The perch also provides a sense of Zallinger’s experience as he painted the mural while standing on a trolley-like apparatus reached via a ladder.
Creating a prehistoric masterpiece
Zallinger was a student at the Yale School of Fine Arts, now the Yale School of Art, when the museum hired him to create some paintings of dinosaurs for the Peabody’s Great Hall. In the final year of a five-year program, he had studied Medieval and Renaissance art, including Italian frescoes. The yawning expanse of blank wall inspired him to paint a single mural instead of several smaller paintings, Morgan said.
“He didn’t want to break up the space,” he explained.
Having limited knowledge of prehistoric plant and animal life, Zallinger consulted with the museum’s curators and sketched out potential scenes on a 10-foot roll of paper. Once he’d decided on the mural’s composition, he made a series of drawings to work out its scale and tonal values — how dark or light it would appear. Next, he spent a year making a 12-inch-by-82-inch egg-tempera preliminary painting of the scene. The scene would span the late Devonian Period, when land-dwelling vertebrates emerged, through the Cretaceous Period, when T.rex topped the food chain.
As the young artist toiled away, the wall’s brick face was covered with steel lath and plaster. Once the plaster dried, Zallinger began transferring the composition from the egg-tempera painting to the wall.
He covered the wall in a grid of 2-foot squares and divided photographs of the egg-tempera painting into 1.5-inch squares. Using charcoal, Zallinger drew the contents of each square of the painting onto the corresponding square on the wall. Once finished, he painted the prehistoric scene directly onto the dry plaster — a wall-painting technique called fresco-secco. He worked during museum hours and visitors sometimes chatted with him as he painted, Morgan said. He completed the mural in the summer of 1947.
The work earned Zallinger the 1949 Pulitzer Scholarship in Art. (He received $1,500. At the time, a Pulitzer Prize for journalism paid $500.)
In 1953, Life magazine published the entire painting in a foldout. (The magazine used the egg-tempera study since the mural was too large to be rendered onto its pages.) The mural’s T. rex influenced the design of Godzilla, the nuclear-powered, prehistoric sea monster that made its motion picture debut in 1954. The Marx Toy Company produced a popular line of toys based on Zallinger’s dinosaurs.
“The mural had a gigantic impact,” Morgan said. “It shaped the way people imagined dinosaurs for generations.”
Preparing the mural for new generations
While the mural’s portrayal of dinosaurs and plant life is scientifically outdated, the painting remains a captivating work of art that captures people’s understanding of dinosaurs during the 1940s, Di Giacomo said, and must be carefully preserved.
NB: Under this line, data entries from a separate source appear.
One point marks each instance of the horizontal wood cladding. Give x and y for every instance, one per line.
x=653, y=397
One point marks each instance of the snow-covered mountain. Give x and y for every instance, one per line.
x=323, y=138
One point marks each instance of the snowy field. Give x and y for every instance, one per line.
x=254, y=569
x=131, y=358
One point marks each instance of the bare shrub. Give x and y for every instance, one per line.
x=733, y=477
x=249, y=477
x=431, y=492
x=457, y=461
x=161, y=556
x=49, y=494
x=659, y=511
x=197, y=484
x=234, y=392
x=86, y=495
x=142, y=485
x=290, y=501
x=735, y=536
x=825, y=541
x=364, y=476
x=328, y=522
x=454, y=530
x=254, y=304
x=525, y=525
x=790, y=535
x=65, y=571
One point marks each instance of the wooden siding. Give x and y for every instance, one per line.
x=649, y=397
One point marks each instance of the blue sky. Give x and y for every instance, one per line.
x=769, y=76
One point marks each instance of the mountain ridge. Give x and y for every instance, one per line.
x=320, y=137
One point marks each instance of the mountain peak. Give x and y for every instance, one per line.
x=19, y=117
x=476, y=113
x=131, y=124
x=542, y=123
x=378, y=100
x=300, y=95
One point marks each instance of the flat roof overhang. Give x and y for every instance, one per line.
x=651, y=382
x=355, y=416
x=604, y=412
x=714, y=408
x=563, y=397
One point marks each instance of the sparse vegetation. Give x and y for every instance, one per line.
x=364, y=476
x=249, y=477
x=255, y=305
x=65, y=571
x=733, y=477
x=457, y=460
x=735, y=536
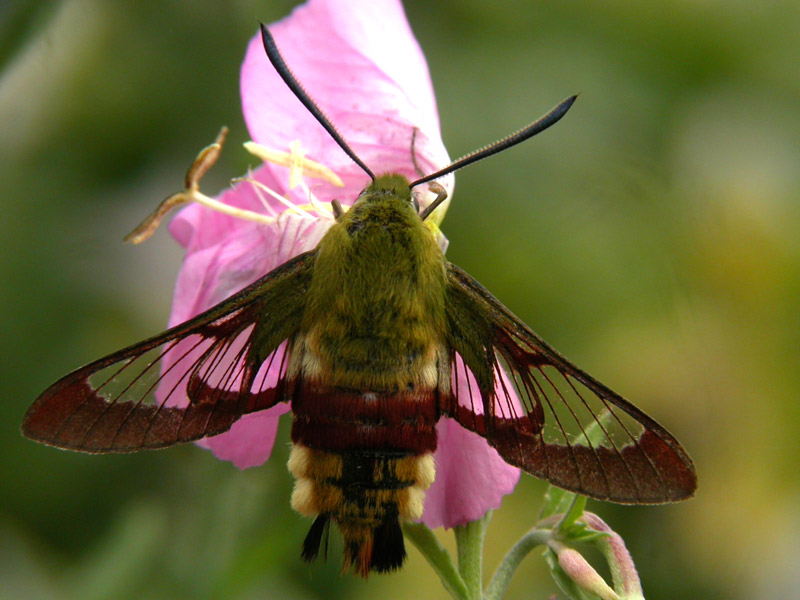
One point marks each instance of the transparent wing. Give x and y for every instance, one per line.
x=535, y=408
x=192, y=381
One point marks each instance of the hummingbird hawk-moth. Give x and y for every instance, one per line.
x=371, y=338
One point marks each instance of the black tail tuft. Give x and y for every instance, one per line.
x=388, y=549
x=319, y=530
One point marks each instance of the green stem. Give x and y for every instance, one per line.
x=438, y=558
x=469, y=543
x=502, y=576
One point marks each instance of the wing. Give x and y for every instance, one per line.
x=192, y=381
x=537, y=406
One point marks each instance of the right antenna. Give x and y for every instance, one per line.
x=515, y=138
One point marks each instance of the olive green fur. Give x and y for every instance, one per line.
x=375, y=309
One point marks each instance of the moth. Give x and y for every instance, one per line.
x=374, y=337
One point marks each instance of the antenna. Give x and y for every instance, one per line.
x=291, y=81
x=515, y=138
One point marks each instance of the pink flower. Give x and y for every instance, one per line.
x=377, y=94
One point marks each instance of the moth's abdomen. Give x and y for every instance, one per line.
x=363, y=460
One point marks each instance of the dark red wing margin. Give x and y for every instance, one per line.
x=192, y=381
x=537, y=407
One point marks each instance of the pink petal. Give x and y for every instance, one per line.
x=471, y=478
x=249, y=442
x=376, y=93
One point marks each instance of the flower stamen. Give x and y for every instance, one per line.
x=191, y=193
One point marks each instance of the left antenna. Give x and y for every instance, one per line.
x=286, y=74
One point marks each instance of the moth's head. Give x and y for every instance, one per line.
x=392, y=188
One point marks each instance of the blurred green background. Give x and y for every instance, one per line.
x=652, y=236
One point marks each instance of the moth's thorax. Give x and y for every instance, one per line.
x=375, y=316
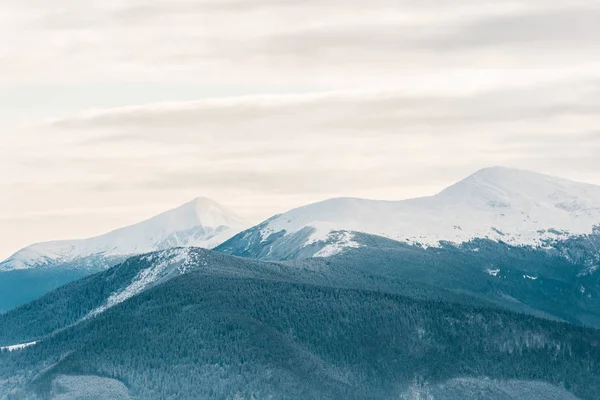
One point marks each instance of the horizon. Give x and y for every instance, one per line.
x=107, y=122
x=253, y=223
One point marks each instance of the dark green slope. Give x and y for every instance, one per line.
x=209, y=336
x=558, y=283
x=71, y=303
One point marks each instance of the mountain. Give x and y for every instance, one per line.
x=192, y=323
x=41, y=267
x=501, y=204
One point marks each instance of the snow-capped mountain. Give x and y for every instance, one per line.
x=200, y=223
x=501, y=204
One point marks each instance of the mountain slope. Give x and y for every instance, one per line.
x=39, y=268
x=200, y=223
x=207, y=335
x=501, y=204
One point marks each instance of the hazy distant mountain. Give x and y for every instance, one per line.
x=191, y=323
x=200, y=223
x=513, y=206
x=41, y=267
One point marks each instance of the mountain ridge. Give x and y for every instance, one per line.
x=502, y=204
x=200, y=222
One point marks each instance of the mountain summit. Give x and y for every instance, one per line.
x=502, y=204
x=201, y=223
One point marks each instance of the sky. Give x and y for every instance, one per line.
x=113, y=111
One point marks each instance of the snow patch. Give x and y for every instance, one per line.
x=500, y=204
x=199, y=223
x=147, y=277
x=346, y=241
x=18, y=346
Conservators will clean the mural before construction inside the hall begins. The scaffolding will be enclosed with plywood forming a climate-controlled box around the painting. The interior air will be filtered. Clear acrylic windows will provide views of the painting from outside. Monitors will immediately alert Di Giacomo if construction-related vibrations become too intense. She will perform regularly inspections.
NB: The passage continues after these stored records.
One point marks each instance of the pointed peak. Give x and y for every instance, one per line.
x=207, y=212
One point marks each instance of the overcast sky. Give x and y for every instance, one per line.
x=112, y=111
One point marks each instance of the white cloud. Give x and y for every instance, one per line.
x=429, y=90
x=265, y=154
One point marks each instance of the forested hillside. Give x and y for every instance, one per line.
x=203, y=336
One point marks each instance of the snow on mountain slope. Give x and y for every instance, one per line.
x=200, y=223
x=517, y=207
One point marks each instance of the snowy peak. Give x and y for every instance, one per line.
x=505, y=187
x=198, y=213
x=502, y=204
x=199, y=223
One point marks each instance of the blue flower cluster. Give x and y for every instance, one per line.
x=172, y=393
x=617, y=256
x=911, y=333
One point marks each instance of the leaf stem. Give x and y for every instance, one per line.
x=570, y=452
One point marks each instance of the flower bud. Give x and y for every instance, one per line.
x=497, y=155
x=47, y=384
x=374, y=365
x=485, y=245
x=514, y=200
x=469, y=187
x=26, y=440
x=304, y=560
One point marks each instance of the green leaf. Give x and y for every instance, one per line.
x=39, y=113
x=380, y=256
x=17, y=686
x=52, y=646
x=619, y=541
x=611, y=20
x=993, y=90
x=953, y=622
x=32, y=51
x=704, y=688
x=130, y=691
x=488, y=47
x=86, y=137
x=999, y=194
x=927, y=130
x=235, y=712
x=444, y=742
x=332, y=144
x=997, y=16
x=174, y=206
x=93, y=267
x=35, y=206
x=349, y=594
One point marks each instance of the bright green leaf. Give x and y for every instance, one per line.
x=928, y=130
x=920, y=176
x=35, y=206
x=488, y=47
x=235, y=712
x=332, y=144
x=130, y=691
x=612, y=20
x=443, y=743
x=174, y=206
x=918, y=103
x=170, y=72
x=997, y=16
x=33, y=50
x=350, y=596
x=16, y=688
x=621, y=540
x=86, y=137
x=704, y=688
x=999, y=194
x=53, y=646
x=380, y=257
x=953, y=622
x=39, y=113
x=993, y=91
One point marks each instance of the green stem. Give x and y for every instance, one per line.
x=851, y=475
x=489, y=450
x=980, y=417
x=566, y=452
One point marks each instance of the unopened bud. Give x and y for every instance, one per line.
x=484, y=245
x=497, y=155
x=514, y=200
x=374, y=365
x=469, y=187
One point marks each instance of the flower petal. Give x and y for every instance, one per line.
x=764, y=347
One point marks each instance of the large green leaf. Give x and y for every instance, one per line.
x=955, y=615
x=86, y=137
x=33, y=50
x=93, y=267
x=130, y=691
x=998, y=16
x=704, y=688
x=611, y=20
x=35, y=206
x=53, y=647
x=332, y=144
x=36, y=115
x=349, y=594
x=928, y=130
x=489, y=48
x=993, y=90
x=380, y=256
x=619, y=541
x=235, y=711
“It will be cleaned and conserved again for exhibition before the museum reopens,” she said.
Zallinger’s “The Age of Mammals,” a 60-foot long and 5.5-foot high mural he completed in 1967 portraying mammal species that inhabited western North America beginning more than 65 million years ago, is encased in a similar protective shell in the adjacent hall, which houses mammal fossil specimens.
The Peabody’s renovation was made possible by a $160 million gift from Edward P. Bass ’67 in 2018. The project will increase the museum’s exhibit footprint by 50% and create new spaces for research and teaching with Peabody collections. The dinosaur hall’s showpiece skeletons, including the Brontosaurus and Stegosaurus, will be prepared and remounted into more natural and scientifically accurate poses. The museum is expected to reopen three years from now.